NIR-II Light-Activated Gold Nanocapsules for CO-Assisted Photothermal–Thermodynamic Synergistic Cancer Therapy

光热治疗 纳米囊 材料科学 纳米技术 癌症治疗 光热效应 化学工程 癌症 纳米颗粒 医学 内科学 工程类
作者
Mengcheng Tang,Lingfeng Pan,Hairui Deng,Xianan Li,Weili Yang,Jian Ge,Han Zhang,Yao Li,Ruibo Zhao,Shibo Wang,Xiangdong Kong
出处
期刊:ACS Applied Materials & Interfaces [American Chemical Society]
标识
DOI:10.1021/acsami.5c00919
摘要

Photothermal therapy (PTT) based on a second near-infrared (NIR-II, 1000-1700 nm) light source holds great promise in the field of tumor treatment.

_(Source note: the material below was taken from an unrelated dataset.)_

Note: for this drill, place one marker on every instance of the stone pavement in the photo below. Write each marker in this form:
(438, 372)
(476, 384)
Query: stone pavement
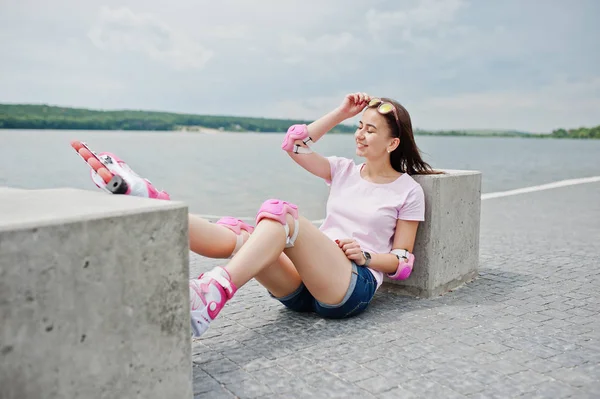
(527, 327)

However, hyperthermia-induced heat shock protein (HSP) expression and limited therapeutic efficacy remain the major challenges for PTT. Herein, a NIR-II laser-responsive nanocapsule PC/AC@GR@HA (abbreviated as P/A@G@H) was designed for carbon oxide (CO)-assisted tumor PTT combined with thermodynamic therapy (TDT). P/A@G@H was constructed by loading the CO storage polymer mPEG(CO) (PC) along with the free radical initiator 4,4'-azobis(4-cyanovaleric acid) (AC) into a gold hollow nanorod (GR), followed by the surface coating of hyaluronic acid (HA). After accumulating in tumor tissue through the active targeting of HA, P/A@G@H can quickly cause local hyperthermia upon 1064 nm laser irradiation and lead to cell damage by GR-mediated PTT. Moreover, the loaded PC can react with in situ H2O2 to produce CO, which inhibits the PTT-induced HSP90 expression. This can effectively weaken the heat resistance of tumor cells and enhance the PTT effect. Additionally, as a thermally decomposable radical initiator, AC can turn to toxic free radicals to ablate tumor cells via TDT under hyperthermia. Our research demonstrates that the synergistic strategy combining CO-assistance and TDT can effectively augment the ultimate therapeutic outcome of PTT, and the integrated nanocapsule P/A@G@H could be a powerful weapon for tumor suppression based on NIR-II light.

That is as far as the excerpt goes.